Scalable Dictionary Classifiers for Time Series Classification
Middlehurst, Matthew, Vickers, William, Bagnall, Anthony
Dictionary based classifiers are a family of algorithms for time series classification (TSC), that focus on capturing the frequency of pattern occurrences in a time series. The ensemble based Bag of Symbolic Fourier Approximation Symbols (BOSS) was found to be a top performing TSC algorithm in a recent evaluation, as well as the best performing dictionary based classifier. A recent addition to the category, the Word Extraction for Time Series Classification (WEASEL), claims an improvement on this performance. Both of these algorithms however have non-trivial scalability issues, taking a considerable amount of build time and space on larger datasets. We evaluate changes to the way BOSS chooses classifiers for its ensemble, replacing its parameter search with random selection.

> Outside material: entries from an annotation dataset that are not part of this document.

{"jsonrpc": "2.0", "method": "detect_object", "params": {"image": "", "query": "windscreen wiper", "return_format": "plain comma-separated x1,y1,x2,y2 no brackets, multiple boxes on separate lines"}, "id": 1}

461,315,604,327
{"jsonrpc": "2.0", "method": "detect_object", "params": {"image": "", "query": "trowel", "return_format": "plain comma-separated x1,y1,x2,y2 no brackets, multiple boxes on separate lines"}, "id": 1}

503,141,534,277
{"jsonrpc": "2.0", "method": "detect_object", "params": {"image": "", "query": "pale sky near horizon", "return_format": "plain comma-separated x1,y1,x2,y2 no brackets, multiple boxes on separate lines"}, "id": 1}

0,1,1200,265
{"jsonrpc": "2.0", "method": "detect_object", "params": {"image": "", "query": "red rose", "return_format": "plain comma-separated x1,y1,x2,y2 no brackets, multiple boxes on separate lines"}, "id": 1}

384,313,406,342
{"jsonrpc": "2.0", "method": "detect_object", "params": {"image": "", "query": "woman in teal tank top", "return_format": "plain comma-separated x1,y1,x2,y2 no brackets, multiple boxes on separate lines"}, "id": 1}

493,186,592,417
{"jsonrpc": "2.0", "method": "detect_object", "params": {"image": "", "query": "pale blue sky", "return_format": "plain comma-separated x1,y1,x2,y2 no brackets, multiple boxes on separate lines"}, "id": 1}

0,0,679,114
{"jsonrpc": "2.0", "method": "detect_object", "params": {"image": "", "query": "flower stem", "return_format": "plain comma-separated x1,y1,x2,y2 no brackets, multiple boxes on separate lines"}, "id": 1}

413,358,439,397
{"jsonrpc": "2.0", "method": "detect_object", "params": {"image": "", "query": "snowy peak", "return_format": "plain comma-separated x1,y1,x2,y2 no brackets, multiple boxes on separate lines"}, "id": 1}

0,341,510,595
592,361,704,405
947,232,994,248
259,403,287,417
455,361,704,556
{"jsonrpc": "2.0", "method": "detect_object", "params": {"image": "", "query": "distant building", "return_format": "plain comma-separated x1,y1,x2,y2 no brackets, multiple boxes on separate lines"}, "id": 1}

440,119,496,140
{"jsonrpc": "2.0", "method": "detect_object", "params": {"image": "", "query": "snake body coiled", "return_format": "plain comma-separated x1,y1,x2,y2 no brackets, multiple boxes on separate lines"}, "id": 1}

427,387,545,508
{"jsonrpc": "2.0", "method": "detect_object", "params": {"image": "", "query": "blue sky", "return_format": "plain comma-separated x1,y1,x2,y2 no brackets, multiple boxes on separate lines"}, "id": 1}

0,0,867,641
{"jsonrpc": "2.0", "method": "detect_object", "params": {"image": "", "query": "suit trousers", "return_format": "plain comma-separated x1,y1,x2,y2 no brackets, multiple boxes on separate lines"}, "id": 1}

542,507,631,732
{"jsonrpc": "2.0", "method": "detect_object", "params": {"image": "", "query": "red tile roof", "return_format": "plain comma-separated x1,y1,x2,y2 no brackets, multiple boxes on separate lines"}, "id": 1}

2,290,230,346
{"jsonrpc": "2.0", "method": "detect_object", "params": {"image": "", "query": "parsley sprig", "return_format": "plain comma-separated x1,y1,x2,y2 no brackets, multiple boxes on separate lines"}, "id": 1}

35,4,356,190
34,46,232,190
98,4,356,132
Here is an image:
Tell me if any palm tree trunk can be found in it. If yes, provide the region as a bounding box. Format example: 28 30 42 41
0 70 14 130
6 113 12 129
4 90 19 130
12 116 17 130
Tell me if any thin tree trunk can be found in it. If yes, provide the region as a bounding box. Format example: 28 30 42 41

This change allows for the easy implementation of contracting, setting a build time limit for the classifier and check-pointing, saving progress during the classifiers build. To differentiate between the two BOSS ensemble methods we refer to our randomised version as RBOSS. Additionally we test the application of common ensembling techniques to help retain accuracy from the loss of the BOSS parameter search. We achieve a significant reduction in build time without a significant change in accuracy on average when compared to BOSS by creating a size $n$ weighted ensemble selecting the best performers from $k$ randomly chosen parameter sets. Our experiments are conducted on datasets from the recently expanded UCR time series archive. We demonstrate the usability improvements to RBOSS with a case study using a large whale acoustics dataset for which BOSS proved infeasible.